Your comments

yeah, the exploit that just happened still would have been an issue 

I've found no information in the past to support this.

I found reference to MSSQL in some documentation somewhere and when I asked about it I was told "Oh that's not supposed to be in there, we'll get that cleaned up"

It's obvious that the limitations are with SQLite, and I just cannot believe them when they say they have instances with 200gb databases or with 30k endpoints and they run fine in their hosted platform on SQLite when we have so many people in this thread alone having the same issues and I've basically built out a brand new server with a new database and have the exact same issues we had before it was rebuilt and on flash storage.

I could go throw my SC instance on a PC that has a proc overclocked to 5ghz, and PCIe SSD's that push 6000mb/s read/write and I bet I'd still experience the SAME problems we have now.

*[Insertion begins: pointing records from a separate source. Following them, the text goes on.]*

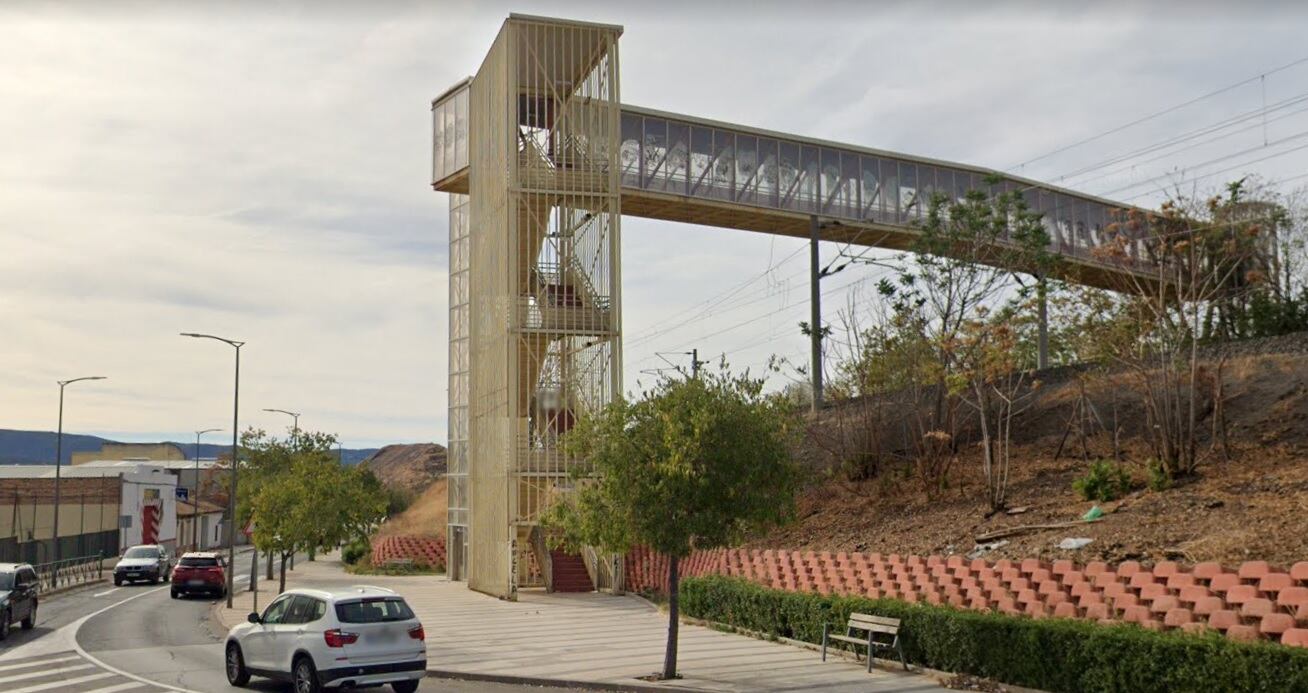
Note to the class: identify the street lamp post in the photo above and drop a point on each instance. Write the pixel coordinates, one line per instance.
(236, 428)
(195, 518)
(59, 453)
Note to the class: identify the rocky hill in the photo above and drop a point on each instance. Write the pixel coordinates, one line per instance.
(1245, 505)
(408, 468)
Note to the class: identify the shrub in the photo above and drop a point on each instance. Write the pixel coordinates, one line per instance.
(355, 551)
(1158, 476)
(1105, 481)
(1049, 654)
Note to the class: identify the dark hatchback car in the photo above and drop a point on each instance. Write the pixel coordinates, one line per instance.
(18, 589)
(199, 572)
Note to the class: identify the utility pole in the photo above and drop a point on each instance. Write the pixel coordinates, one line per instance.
(1043, 304)
(236, 459)
(195, 518)
(815, 304)
(59, 455)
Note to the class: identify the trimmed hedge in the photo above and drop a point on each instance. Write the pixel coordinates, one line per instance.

Given the number of people that I've seen post around the internet and even those in this thread alone that have posted about having issues, it blows my mind that we have to resort to having basically no logging to have a functional product

And scrolling back up in this same thread we see various people talking about using unsupported methods of using MSSQL and the performance being way better than what the rest of us get with SQLite, the downside is when the product gets updated it generally breaks stuff.

We now have a thread here that's been open for 5-6 years, and because they are now owned by ConnectWi$e, I doubt they'll never add support for the on premise product to use MSSQL because ConnectWi$e wants to make money by getting people on the hosted platform.

I mean, they claim they have customers with 30k endpoints and 200gb databases working just fine in their hosted cloud platform but the amount of I/O that would require even if on SSD would be insane. The best part is I've had multiple tickets open over the last few months to troubleshoot performance issues and they can't figure it out, they told me repeatedly "You need to have SC on Flash storage" and I moved it off of our Nimble to a full flash storage array and it made minimal difference and our DB is only 2.5gb

Otherwise their solution must be throw ridiculous amounts of money at it by buying/building an insane solution for their hosted platform to run on between compute, networking & storage. Or they have functions/features that exist up there that don't exist for the on premise product and aren't owning up to it.

When we had SC on our Nimble, out of the 30 VM's we have (including some that read/write into MSSQL DB's all day) ScreenConnect was our most I/O intensive VM by far.

You might be able to do it via API but that's nothing I've any experience with personally.

Next steps with this from Control's end developmentally would likely be add into the reporting the ability to show authentication failures/successes, as well as via the dashboard visualize on successful/failed logon attempts (with the ability for it to just from the dashboard click and tell ya what you need/want)

Good luck!

Hey Steve, 

Not sure if I follow what it is you're trying to accomplish.

If you're looking to have this information easily accessible/searchable my suggestion will be utilize the syslog from Control & pipe the logs into your SIEM. potentially even set alarms for patterns of behavior.

feature has been implemented in the newer stable release versions of control.


logging is available via the audit tab.

Where are we at with this, 5 years old and "Pending review" 

Support for another DB engine like MSSQL or mysql would be great where we have more flexibility & can have better performance as well. I've heard stories of people getting it working with MSSQL on the backend as is but the problem ends up being eventually a patch breaks it because something changes.

We're running an instance with ~10k agents now, it does alright but we've got over 100 people that have access to the platform, it's easy to have a lot going on at once, and when a lot of people start cruising through the web UI, running searches to find stuff or whatever gets taxing on the server because of delays to process the searches.

It really is probably one of the better products out there with TONS of potential. it sucks to see that CW is running it into the ground. Some of the OG support is still with them, the people that know the product well but I think there's been some turnover too and I haven't a clue what that looks like for the dev team.

This is a pretty huge pain point for a lot of people not having logging or any way to audit failed logons.

We utilize syslog data from SC to track all events & those are retained within our SIEM for 400 days but that doesn't account for failed logon attempts so we can look for abuse & try to mitigate it.

The only way I can think of is stick a WAF in front of SC web portal & protect against credential stuffing & connections from IP's with poor reputation. Fortinet has a pretty slick WAF product but there's just a lot of cost associated with it.